After 18 years, the city’s architectural survey—a prime tool for preservation—is itself in need of rehab

After 18 years, the city’s architectural survey—a prime tool for preservation—is itself in need of rehab

The Chicago Historic Resources Survey is a valuable tool in the preservation of the city’s buildings.

Published in hardback by the Daley administration in 1995 and available online, the survey lists thousands of pre-1940 buildings and uses a four-color system to rank them according to architectural significance. The survey also lists dates of construction, architects and even architectural styles.

Since 2003, the survey has been not just a tool, but a frontline weapon in the city’s effort to preserve old buildings. An ordinance slaps a 90-day hold on a demo permit sought for any building rated red or orange (the two highest ratings on the survey), allowing the city time to possibly work to preserve or landmark a doomed building.

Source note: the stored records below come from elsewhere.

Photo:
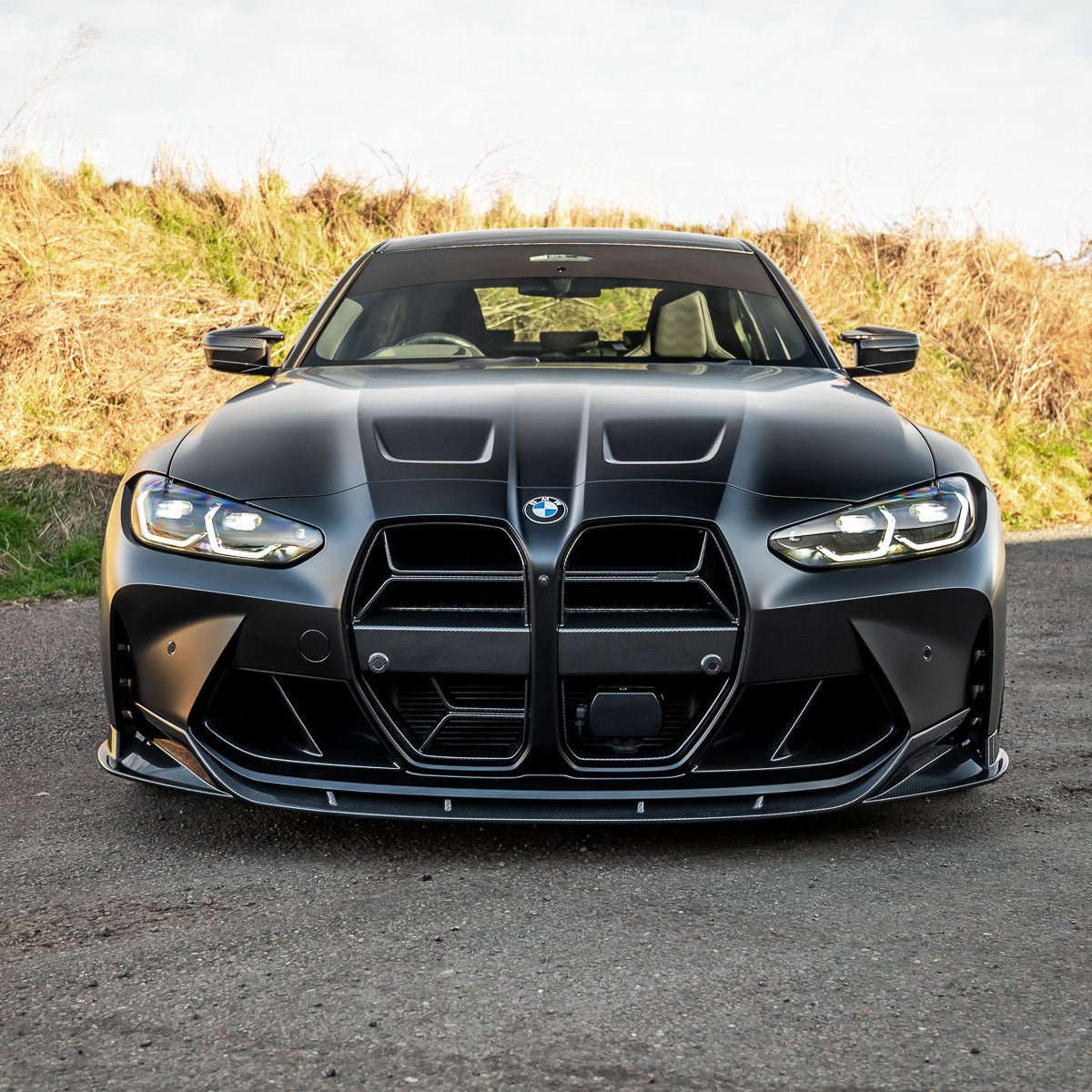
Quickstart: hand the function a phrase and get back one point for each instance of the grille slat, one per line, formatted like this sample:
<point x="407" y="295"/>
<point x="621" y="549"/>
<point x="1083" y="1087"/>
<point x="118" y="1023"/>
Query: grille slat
<point x="464" y="585"/>
<point x="628" y="592"/>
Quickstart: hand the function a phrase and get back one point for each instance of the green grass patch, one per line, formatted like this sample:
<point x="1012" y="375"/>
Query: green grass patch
<point x="52" y="525"/>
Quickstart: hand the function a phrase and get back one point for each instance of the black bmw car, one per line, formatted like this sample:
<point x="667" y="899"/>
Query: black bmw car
<point x="578" y="525"/>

That means a listing in the CHRS can determine if a building falls to the bulldozers or not.

But here’s the issue: The survey is hardly complete. Fieldwork was largely done by volunteers and interns and the document has glaring omissions, particularly on the South and West Sides where scores of pre-1940 buildings are standing, yet absent from the survey. The hit-or-sometimes-miss nature of the survey means a highly-rated building on the list could be pulled from the clutches of the bulldozer, as we saw last year , but a good building left off the list by chance or oversight would have an altogether different fate. The survey has not been amended or corrected since it was released 18 years ago.

“It was [at times] a windshield survey,” said Jonathan Fine, executive director of Preservation Chicago, a group that pushed to get the demolition delay ordinance. “Four guys in a Chevrolet Chevette trying to determine what the city has. We have a lot of buildings flying under the radar screen.”

Given the survey’s flaws and the fact nearly 20 years have passed since the document was completed (some of the research in the survey goes back to the early 1980s) now is the time to begin work on a new survey.

The city must begin the work of correcting and updating the CHRS, or commission a new one. Currently overlooked buildings must be included. There should be a new category for pre-1940 structures that have been demolished since the old survey was completed. The new or revised survey must—for certain—include buildings built after 1940. These structures may have been too new to consider in 1985, but no longer. The youngest of these buildings are now as old as Art Deco skyscrapers were in the mid-1980s. It’s time.

City spokesman Peter Strazzabosco said the existing survey took 12 years to create. He wouldn’t comment further on whether the city would commission a new one.

A new and expanded survey would be a time-consuming and challenging undertaking. But a document that plays such an important role should be made to be complete and comprehensive. Landmarks Illinois President Bonnie McDonald said her organization supports the creation of a new survey and suggests some type of public-private partnership to get it done.

“This round of the survey would benefit from technological advances [not] available [when the survey was first created] to better involve the public and marshal volunteer resources,” McDonald said. “Social media and volunteer surveyors using interactive forms on tablets can buy down the cost of this needed process.”

A complete survey might have helped save the Goes Lithographing Co., (seen above), a handsome and historic industrial building at 61st and Perry that is now being demolished for a railroad company truck depot. The 109-year-old building didn’t make the survey despite being built well before 1940. Had it made the list, the building’s beautifully-kept exterior and distinctive brickwork would almost certainly garnered an orange rating, triggering the 90-day demo delay and providing some breathing room to at least think about reuse.

Why didn’t Goes make the survey?

“More than likely it was just overlooked,” said one preservationist with ties to the survey’s creation. “There was a lot of that.”

There was. Places like the landmark-worthy former Guaranty Bank (seen below), a 1923 neo-classical beauty at 68th and Stony Island, are absent from the survey. Thankfully, artist Theaster Gates found the bank before the bulldozers did. Landmarks Illinois has found still more, including the Castle Car Wash, 3801 W. Ogden, one of the last remnants of Route 66 within city limits.

The survey is indeed a tool, but one that needs to be made a lot sharper.

“The city should be pushed to do it,” Fine said. “The city should welcome it.”